Sarah Halimi apparently is a distant relative of Ilan Halimi, the French-born Jew who was kidnapped and murdered in 2006 by a gang of Muslims. Four Jewish hostages were murdered in the Hyper Cacher kosher supermarket in Paris two days after the Charlie Hebdo massacre.
In Germany, police recorded 1,453 antisemitic incidents in 2017.
Antisemitism can be found both on the Left and on the Right. In the US, according to an ADL survey from a few years ago, the American subgroups with the highest proportion of antisemitic opinions – African Americans, first-generation Hispanic immigrants and Muslims – also happen to vote disproportionately for Democratic candidates. And politicians such as US Rep.

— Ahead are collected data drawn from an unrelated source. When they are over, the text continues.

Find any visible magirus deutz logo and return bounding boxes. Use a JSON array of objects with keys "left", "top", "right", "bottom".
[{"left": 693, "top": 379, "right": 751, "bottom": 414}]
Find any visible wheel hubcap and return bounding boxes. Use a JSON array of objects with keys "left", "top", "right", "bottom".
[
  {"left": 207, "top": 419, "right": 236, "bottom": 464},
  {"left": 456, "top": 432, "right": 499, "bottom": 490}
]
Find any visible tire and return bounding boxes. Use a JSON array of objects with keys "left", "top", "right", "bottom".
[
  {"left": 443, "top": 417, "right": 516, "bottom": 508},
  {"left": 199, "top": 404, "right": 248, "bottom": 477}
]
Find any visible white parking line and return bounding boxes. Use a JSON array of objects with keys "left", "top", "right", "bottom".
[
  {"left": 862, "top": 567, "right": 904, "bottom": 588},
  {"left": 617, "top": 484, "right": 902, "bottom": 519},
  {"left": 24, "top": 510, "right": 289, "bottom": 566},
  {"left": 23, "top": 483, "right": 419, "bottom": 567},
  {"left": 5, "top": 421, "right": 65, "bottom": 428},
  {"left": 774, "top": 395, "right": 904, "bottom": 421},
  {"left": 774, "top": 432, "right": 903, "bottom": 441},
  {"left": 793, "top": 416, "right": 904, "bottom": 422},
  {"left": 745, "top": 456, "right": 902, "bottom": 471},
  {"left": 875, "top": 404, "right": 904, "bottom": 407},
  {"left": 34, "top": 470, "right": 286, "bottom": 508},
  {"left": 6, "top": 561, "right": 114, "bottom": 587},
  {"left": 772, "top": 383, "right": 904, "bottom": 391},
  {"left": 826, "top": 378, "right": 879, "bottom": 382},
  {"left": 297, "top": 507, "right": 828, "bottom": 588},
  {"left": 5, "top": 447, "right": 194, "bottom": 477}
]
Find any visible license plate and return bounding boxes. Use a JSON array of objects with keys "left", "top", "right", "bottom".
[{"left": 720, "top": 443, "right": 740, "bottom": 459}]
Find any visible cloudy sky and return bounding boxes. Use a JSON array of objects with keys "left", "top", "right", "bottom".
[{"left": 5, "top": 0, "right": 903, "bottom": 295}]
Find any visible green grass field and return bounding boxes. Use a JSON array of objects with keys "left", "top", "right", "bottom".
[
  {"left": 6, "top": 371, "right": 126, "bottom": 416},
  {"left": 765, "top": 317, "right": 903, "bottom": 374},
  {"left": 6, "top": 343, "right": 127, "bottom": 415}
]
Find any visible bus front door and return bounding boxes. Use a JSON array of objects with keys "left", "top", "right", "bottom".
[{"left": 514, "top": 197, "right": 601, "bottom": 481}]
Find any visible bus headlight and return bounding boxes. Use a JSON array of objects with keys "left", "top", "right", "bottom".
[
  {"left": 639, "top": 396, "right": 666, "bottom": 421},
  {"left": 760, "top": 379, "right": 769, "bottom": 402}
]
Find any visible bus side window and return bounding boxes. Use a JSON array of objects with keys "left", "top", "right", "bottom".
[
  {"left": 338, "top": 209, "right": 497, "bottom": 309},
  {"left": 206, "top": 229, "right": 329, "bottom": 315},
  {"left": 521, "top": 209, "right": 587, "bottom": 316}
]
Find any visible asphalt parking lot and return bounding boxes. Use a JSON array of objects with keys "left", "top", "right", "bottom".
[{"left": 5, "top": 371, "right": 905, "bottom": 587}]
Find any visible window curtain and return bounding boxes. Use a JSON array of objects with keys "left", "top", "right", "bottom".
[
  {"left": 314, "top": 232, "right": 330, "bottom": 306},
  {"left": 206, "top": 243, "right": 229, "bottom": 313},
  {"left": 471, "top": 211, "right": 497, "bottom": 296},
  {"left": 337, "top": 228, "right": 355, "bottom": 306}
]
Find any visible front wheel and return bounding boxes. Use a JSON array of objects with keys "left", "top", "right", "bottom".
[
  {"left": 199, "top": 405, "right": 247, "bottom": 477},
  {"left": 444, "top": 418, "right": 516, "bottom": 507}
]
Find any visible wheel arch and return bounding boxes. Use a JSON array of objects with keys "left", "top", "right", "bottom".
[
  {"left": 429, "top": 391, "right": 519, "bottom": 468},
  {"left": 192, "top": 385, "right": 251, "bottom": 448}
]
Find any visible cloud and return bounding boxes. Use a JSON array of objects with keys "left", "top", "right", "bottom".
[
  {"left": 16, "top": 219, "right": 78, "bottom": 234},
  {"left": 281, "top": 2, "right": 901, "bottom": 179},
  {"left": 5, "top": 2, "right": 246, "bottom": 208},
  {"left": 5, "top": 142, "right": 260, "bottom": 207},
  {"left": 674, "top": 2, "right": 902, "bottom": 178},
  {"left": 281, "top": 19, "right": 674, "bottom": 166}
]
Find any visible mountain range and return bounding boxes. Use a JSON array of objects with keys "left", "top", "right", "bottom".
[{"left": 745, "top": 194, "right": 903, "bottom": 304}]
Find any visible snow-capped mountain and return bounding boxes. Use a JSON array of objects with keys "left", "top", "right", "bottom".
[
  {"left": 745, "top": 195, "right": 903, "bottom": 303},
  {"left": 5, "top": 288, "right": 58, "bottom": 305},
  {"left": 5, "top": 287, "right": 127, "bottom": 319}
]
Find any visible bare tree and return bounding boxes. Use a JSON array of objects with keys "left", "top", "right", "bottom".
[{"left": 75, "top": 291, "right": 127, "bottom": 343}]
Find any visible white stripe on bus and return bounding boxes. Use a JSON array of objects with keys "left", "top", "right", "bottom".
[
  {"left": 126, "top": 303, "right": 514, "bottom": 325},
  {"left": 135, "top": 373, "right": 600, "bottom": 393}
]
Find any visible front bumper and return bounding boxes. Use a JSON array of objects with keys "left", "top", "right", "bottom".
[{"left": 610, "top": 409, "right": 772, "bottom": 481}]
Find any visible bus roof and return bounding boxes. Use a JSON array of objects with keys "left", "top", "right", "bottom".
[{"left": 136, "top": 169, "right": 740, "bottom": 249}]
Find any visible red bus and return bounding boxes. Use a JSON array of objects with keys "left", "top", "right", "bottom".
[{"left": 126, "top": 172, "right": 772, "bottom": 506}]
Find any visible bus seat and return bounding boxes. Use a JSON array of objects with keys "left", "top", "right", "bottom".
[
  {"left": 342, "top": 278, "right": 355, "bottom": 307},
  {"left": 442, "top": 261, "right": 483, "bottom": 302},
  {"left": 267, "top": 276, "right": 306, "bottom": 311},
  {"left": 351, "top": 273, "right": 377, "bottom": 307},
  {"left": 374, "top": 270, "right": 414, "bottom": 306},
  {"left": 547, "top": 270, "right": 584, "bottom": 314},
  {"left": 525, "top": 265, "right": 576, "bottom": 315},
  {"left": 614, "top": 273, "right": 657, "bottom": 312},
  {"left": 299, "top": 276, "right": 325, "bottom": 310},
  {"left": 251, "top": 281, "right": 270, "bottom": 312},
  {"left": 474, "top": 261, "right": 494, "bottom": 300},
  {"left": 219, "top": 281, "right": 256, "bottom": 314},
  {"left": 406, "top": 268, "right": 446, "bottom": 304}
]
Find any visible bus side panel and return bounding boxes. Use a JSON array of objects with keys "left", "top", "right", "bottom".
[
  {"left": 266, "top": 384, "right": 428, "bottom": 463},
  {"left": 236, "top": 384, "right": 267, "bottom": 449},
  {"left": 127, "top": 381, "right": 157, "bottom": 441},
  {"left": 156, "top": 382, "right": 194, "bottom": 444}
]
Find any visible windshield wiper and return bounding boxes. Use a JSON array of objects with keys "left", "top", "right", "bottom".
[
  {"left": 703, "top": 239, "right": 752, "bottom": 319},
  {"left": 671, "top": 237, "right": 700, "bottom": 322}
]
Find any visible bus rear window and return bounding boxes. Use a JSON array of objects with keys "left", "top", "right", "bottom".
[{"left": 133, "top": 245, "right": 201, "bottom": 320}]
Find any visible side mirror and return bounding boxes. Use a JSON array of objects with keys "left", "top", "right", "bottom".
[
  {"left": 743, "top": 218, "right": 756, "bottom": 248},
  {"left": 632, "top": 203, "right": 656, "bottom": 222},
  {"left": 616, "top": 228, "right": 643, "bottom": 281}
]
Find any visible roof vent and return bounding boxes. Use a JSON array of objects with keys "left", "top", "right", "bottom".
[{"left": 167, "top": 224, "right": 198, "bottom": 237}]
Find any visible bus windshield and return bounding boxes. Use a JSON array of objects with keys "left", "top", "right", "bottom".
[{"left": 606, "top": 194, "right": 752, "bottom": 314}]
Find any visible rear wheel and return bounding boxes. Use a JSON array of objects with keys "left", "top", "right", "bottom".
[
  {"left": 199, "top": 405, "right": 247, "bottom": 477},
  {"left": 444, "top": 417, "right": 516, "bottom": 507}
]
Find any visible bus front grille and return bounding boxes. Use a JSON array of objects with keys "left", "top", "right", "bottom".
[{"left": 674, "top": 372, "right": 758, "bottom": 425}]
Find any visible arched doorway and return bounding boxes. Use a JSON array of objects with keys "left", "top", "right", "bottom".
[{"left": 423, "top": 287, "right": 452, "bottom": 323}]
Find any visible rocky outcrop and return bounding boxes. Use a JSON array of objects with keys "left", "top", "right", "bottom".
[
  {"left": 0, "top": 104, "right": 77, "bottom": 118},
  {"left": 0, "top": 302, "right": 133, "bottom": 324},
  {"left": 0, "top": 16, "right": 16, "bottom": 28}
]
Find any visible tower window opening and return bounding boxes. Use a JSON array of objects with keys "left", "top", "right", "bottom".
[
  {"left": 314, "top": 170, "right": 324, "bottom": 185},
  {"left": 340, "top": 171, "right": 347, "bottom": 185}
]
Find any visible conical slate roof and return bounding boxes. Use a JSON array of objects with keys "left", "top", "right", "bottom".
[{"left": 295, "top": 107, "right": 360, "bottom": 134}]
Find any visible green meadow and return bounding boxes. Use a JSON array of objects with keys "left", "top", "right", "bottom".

Keith Ellison (D-MN) cooperate with groups that support the boycott, divestment and sanctions movement against Israel.
In Europe, the British Labour Party under Jeremy Corbyn’s leadership has become a haven for Israel-bashers.
And it is true in varying degrees of left-wing parties on the continent as well, particularly those that cater to a Muslim vote.
In Europe, the Right is more worrying. Poland has passed legislation that seeks to distort the memory of the Holocaust by making it a crime to claim that the Poles as a nation were in any way complicit in Nazi crimes. And Hungary’s Victor Orban, who has generally avoided antisemitic remarks, last month gave a bizarre speech in which he attacked not only Hungarian Jew George Soros but also “an enemy that is different from us; not open but hiding; not honest but base; not national but international; does not believe in working but speculates with money; does not have a homeland but feels it owns the whole world.”
In a broader sense, the lessons of the Holocaust have not been learned.
In Syria, Bashar Assad’s regime has used chemical weapons yet again against civilians, including little children. Autocratic rulers such as Russia’s Vladimir Putin and China’s Xi Jinping, who have protected the Assad regime from UN sanctions in the past, will undoubtedly do it again. Meanwhile the US, Europe and other nations do not stop the killing.
All of these developments are indicators that although World War II ended 73 years ago, the lessons have not been learned. All should serve as a warning and a reminder that we in Israel must educate while remaining vigilant and ready.